Research indicates that the best boards set objectives for their own development based on evaluation, such as that described above AND re-evaluate themselves annually to assess progress. Without some sort of re-evaluation, the board cannot very effectively hold itself accountable for evolving itself to align with and support the corporate strategy.
So What’s a CEO to Do? … Lead the Board
As a CEO, or progressive director, sees the need for the board to develop itself to effectively fulfill its role, the question becomes, “How do I get the board to determine that it needs to develop itself and what practices can be enhanced. A common paradigm among boards is the old, “If it ain’t broke, don’t fix it.” In today’s world, that kind of complacency is often catastrophic and increases director liability. The most progressive and capable directors expect healthy evaluation and are attracted to boards that employ such a practice on a regular basis.
The CEO, and/or progressive directors, owe it to the shareholders to challenge the board to be accountable for its own effectiveness.

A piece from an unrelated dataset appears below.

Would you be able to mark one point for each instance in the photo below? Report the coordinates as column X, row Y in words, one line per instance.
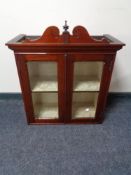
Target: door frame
column 21, row 60
column 108, row 60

A key starting point is to establish a base line and a foundation for a developmental “roadmap.” The best course for shaping an effective roadmap is an effective evaluation, feedback and action planning process.
A key question for a CEO or strong director who sees a need to develop the board is how to get the board to commit to this course and follow through on it. A key starting point is forming an alliance between strong directors and the CEO to lay a course for doing this. A board evaluation can often be an important “next step” for boards that have already formed a governance committee. The executive committee may also play this role. The essential point is that the process needsleadership, not merely a mild proposal to a board, especially a weak or marginal board. The case needs to be made for board development and evaluation rather than taking a tentative stance of “What do you think guys?”
One option is to feed your strongest, most progressive directors with the information about what other good boards are doing, e.g. using some of the information we have cited in this series of articles. The executive or governance committee of your board is a likely candidate for reviewing this information. They also need to understand what will be involved in the evaluation process, help shape it and be prepared to stand behind it when the more cynical, intransigent or threatened directors start to resist it.
Assuming that almost all, if not all, directors see ways the board could be more effective in its role, each would like to be able to influence the board to make those improvements. An evaluation can be positioned as a way for all directors to express their views anonymously regarding the improvements they believe would help the board.
Where apathy or resistance is anticipated to the idea of doing an evaluation, it is often helpful to focus on development instead. To do this, the suggestion of having an off-site board retreat where board development is the key topic is helpful. Let them know it will include information about the “best practices” of other boards. You can then indicate that a helpful step in preparing for the retreat to help make it most relevant is to send out a questionnaire in advance for them express their views about the board as they see it. The focus on development, rather than assessment, generally feels less threatening and there is curiosity about what other boards do.